Note that multimodal cases are considered further for modelling using a mixture of SIGDs.

No. of remaining entries No. rejected Reason for rejection
127708 12935 Re-refinement failure
114773 19509 Outside 1.5–3 Å resolution
95264 1491 High R factor
93773 2138 Viruses
91635 795 No. of atoms n < 500
90840 13902 Multimodal
76938
†Restrained refinement was applied.

Table 2
Summary of the PDB entries used as examples

R and Rfree before, R factors before refinement; R and Rfree after, R factors after refinement.

PDB code Case Resolution (Å) R before R after Rfree before Rfree after α β B02)
5tu8 Three modes 2.33 0.210 0.201 0.240 0.250 3.49 120.58 2.31
4rqz Bimodal 2.40 0.196 0.202 0.226 0.239 2.63 110.94 26.00
2wxu Lighter atom, heavier atom 1.80 0.175 0.175 0.216 0.216 4.69 95.37 3.58
2zbl Heavier atom 1.60 0.152 0.135 0.182 0.160 4.85 51.89 1.32
5x1o Wrong ligand 1.90 0.225 0.252 0.276 0.300 3.46 60.90 3.59
5orj Wrong ligand 1.99 0.200 0.209 0.221 0.244 3.96 149.25 14.01
6b9b Wrong ligand 1.80 0.135 0.140 0.162 0.166 3.69 42.43 10.37
†SIGD parameters for multimodal cases are given for unimodal parametrization in this table.

It should be noted that the data from the PDB-REDO databank (Joosten et al., 2012[Joosten, R. P., Joosten, K., Murshudov, G. N. & Perrakis, A. (2012).

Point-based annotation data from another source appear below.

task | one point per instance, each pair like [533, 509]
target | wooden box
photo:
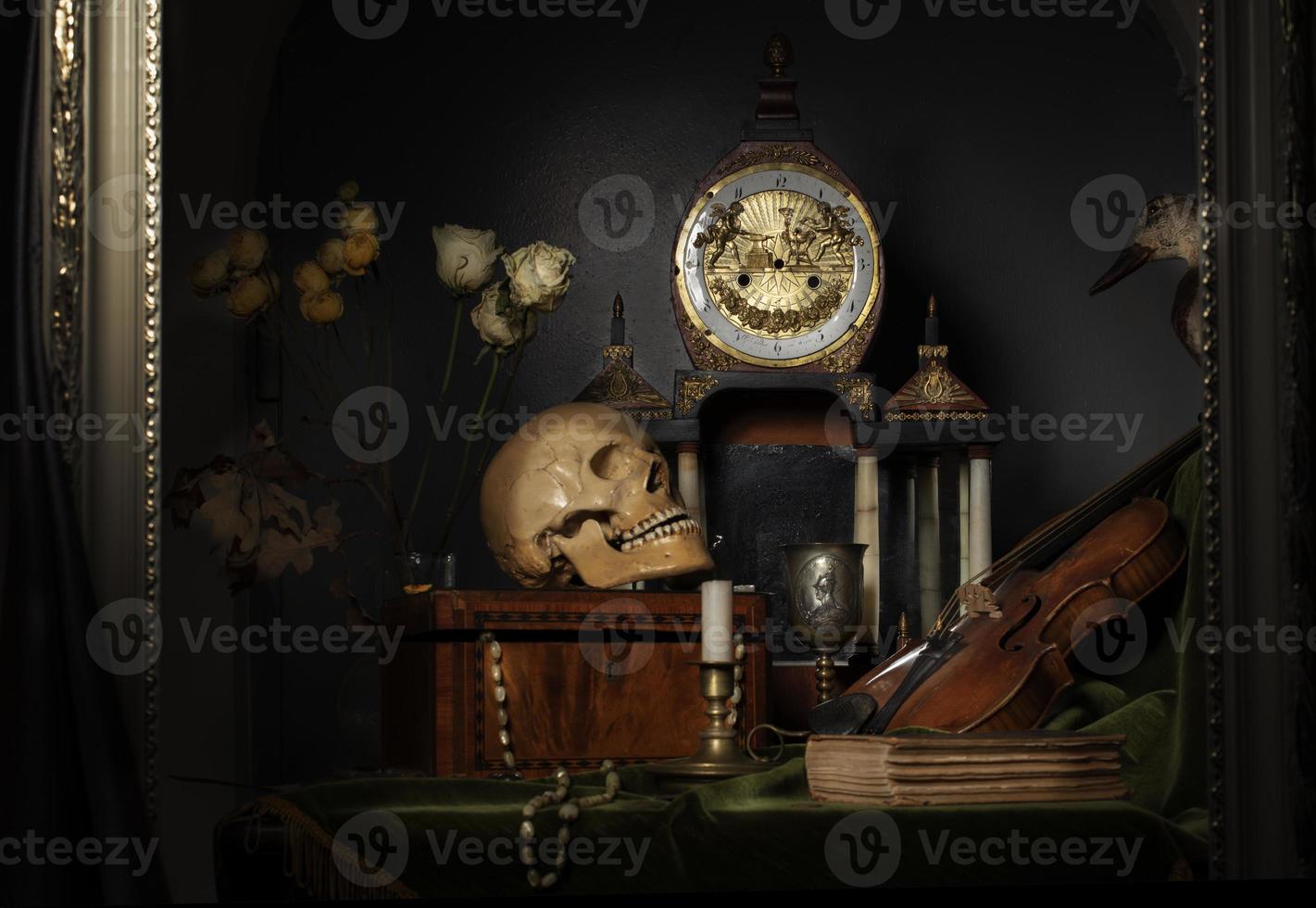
[590, 675]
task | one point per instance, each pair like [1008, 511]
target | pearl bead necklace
[569, 811]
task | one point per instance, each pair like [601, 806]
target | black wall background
[974, 134]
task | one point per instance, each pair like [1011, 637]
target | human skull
[583, 491]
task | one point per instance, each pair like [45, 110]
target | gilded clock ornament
[778, 262]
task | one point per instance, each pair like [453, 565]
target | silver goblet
[825, 586]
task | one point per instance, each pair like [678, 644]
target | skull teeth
[657, 528]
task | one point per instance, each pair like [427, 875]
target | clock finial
[619, 322]
[778, 54]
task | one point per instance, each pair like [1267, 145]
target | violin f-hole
[1034, 606]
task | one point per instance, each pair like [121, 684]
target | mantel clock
[778, 262]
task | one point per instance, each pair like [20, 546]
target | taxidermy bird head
[1168, 228]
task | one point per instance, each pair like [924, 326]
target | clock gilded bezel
[683, 275]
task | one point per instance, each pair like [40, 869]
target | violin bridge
[978, 600]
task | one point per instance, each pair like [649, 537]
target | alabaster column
[929, 542]
[688, 482]
[962, 500]
[866, 532]
[979, 508]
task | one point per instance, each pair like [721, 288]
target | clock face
[778, 265]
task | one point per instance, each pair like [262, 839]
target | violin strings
[1021, 553]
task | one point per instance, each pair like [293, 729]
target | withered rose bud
[209, 272]
[321, 309]
[249, 296]
[309, 278]
[358, 251]
[538, 275]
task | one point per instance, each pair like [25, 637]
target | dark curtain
[66, 766]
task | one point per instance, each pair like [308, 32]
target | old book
[963, 769]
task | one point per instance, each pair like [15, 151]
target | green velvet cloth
[762, 832]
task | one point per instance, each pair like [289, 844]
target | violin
[997, 656]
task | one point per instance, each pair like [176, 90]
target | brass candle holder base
[718, 757]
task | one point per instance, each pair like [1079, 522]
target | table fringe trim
[308, 857]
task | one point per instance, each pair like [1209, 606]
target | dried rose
[321, 309]
[500, 324]
[331, 257]
[358, 251]
[247, 249]
[209, 272]
[309, 278]
[538, 275]
[359, 219]
[465, 257]
[250, 295]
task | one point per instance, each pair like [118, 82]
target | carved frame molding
[102, 103]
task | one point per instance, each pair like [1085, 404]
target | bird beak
[1129, 260]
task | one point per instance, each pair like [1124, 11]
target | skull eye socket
[615, 462]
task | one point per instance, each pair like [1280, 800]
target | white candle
[715, 622]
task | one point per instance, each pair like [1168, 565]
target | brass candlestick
[718, 757]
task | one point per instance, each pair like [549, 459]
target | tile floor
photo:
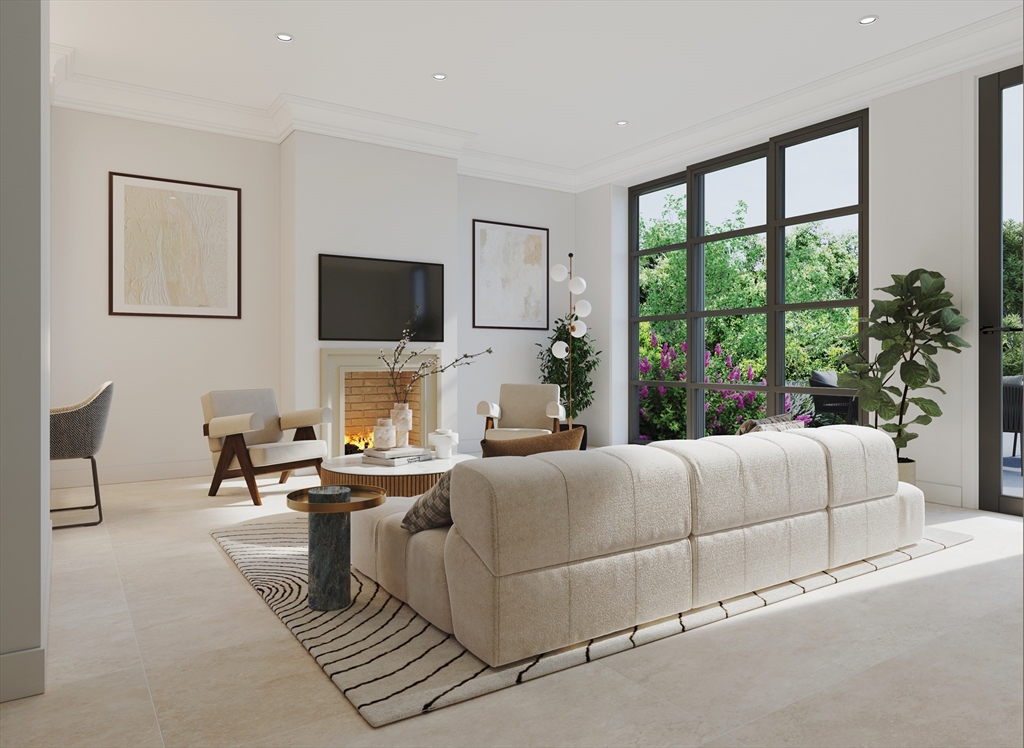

Acta Cryst. D68, 484-496.]) could also be used in the analysis. In practice, if a particular PDB entry is of interest, we would recommend using, if available, the best refined atomic model from the PDB-REDO databank.

3. Results and discussion

The examples below aim to demonstrate three aspects of ADPs: (i) the modelling of multimodal distributions, (ii) the identification of mismodelled heavy/light atoms and (iii) ligand validation.

3.1. Multimodal ADP distributions

The α/β plot reported previously (Masmaliyeva & Murshudov, 2019[Masmaliyeva, R. C. & Murshudov, G. N. (2019). Acta Cryst. D75, 505-518.]) was recalculated using 76 938 structures (Fig. 1[link]) with unimodal ADP distributions; the overall features of the plot are the same as in the previous work.

[Figure 1]
Figure 1
Smoothened α versus β1/2 plot for unimodal ADP distributions. Parameters are estimated using around 90 000 PDB entries after ten cycles of refinement. This plot was first presented by Masmaliyeva & Murshudov (2019[Masmaliyeva, R. C. & Murshudov, G. N. (2019). Acta Cryst. D75, 505-518.]) using around 45 000 PDB entries. The overall features of the plot are the same as those presented previously. This plot is used in ToBvalid for the validation of SIGD parameters.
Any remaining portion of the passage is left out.